Final answer:
To determine the final temperature of a solution, assess the heat of solution, calculate the molar concentration, and understand the effect of temperature on solubility. An increase in temperature upon dissolution suggests an exothermic process, while solubility can vary with temperature, following Henry's Law for gases.
Step-by-step explanation:
To determine the final temperature of a saturated solution of LiF(s) in water and the heat of solution, you need to consider the initial and final temperatures, the quantity of LiF added, the mass of water, and the specific heat capacity of water (if it is not significantly different from the solution). The dissolution of a solute in a solvent can be either exothermic (releasing heat) or endothermic (absorbing heat), leading to a change in the solution's temperature.

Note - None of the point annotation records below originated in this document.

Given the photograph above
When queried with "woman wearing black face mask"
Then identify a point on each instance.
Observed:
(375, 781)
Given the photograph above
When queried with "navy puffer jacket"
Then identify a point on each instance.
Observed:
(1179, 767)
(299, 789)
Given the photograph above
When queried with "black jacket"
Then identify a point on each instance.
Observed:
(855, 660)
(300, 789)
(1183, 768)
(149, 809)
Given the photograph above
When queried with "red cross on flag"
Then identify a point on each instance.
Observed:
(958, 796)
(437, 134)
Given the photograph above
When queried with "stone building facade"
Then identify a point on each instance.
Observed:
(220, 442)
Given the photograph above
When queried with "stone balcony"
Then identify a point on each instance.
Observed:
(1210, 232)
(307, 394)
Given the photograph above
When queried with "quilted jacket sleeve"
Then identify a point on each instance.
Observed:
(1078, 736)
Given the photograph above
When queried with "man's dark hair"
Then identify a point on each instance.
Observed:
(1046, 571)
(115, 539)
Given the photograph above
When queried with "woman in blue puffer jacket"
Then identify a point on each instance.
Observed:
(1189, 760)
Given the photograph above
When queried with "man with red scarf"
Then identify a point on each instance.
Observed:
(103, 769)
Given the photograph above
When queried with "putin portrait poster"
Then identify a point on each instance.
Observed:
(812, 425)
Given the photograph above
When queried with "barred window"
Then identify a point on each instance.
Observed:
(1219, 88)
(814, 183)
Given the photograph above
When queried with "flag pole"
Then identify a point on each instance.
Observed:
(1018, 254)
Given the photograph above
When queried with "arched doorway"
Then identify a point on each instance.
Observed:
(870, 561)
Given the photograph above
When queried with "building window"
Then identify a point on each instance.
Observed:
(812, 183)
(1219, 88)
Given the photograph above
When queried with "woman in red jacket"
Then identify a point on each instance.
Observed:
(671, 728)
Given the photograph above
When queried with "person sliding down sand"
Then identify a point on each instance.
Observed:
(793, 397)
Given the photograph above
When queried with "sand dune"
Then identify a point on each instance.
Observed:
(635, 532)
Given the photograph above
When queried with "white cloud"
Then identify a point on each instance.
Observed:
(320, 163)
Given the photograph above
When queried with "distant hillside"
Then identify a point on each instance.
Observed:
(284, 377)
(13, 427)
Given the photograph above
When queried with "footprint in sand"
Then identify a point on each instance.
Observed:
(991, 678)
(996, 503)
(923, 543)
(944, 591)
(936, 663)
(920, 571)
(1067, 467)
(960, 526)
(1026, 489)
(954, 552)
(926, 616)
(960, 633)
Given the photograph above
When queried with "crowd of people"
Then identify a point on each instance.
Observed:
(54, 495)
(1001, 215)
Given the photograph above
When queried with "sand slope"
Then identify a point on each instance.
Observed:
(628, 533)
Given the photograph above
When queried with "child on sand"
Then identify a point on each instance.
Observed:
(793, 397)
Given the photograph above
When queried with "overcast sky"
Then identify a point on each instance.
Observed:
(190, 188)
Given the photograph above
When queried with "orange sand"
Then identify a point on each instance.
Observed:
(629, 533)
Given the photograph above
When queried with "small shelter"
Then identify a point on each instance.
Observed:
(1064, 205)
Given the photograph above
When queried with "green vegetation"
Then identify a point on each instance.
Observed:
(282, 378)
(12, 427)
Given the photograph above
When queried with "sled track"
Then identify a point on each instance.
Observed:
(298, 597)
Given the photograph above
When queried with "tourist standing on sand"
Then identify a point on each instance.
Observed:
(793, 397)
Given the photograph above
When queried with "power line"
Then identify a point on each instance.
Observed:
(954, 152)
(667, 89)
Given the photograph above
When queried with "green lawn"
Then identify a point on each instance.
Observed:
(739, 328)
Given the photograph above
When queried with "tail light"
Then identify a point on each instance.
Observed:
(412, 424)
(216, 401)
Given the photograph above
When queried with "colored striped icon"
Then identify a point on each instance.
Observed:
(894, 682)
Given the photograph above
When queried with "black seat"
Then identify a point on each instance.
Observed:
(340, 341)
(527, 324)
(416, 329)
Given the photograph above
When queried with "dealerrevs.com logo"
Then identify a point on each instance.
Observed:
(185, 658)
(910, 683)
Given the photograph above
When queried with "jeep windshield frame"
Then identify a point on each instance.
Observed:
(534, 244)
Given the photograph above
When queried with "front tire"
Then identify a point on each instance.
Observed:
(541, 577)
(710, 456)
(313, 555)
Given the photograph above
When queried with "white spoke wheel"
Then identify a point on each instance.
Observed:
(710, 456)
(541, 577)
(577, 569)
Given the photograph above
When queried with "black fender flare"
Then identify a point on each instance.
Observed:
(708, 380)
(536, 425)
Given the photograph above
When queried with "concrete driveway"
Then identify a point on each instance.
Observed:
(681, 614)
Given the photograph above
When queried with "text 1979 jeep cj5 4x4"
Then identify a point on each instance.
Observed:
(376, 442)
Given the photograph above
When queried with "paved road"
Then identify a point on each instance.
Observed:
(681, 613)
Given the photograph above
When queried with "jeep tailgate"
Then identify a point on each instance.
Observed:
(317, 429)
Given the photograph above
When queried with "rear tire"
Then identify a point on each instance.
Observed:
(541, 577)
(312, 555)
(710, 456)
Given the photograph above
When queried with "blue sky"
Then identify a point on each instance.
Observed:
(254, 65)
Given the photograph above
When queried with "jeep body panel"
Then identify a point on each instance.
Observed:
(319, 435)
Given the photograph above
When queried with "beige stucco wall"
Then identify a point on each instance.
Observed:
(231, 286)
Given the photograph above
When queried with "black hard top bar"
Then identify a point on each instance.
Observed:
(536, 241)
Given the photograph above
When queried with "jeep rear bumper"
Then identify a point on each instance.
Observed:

For example: when a solute dissolves and the temperature of the solution rises, as described with CaCl₂, it indicates that the dissolution process was exothermic.
To find the molar concentration of a saturated solution, you could use the solute's mass and the volume of the solution. This enables the calculation of the solubility in moles per liter (molarity).
In regards to the effect of temperature on solubility, as the temperature increases, the solubility of gases in liquids generally decreases (according to Henry's Law), while the solubility of many solids increases.
As an exercise, we can calculate the temperature change during dissolution by noting the initial and final temperatures of a substance when it is added to a solvent. For instance, if the initial temperature is 23.0°C and the final temperature after dissolution is 34.7°C, the change in temperature is +11.7°C. This indicates that the dissolution was likely endothermic, as heat was absorbed to raise the temperature.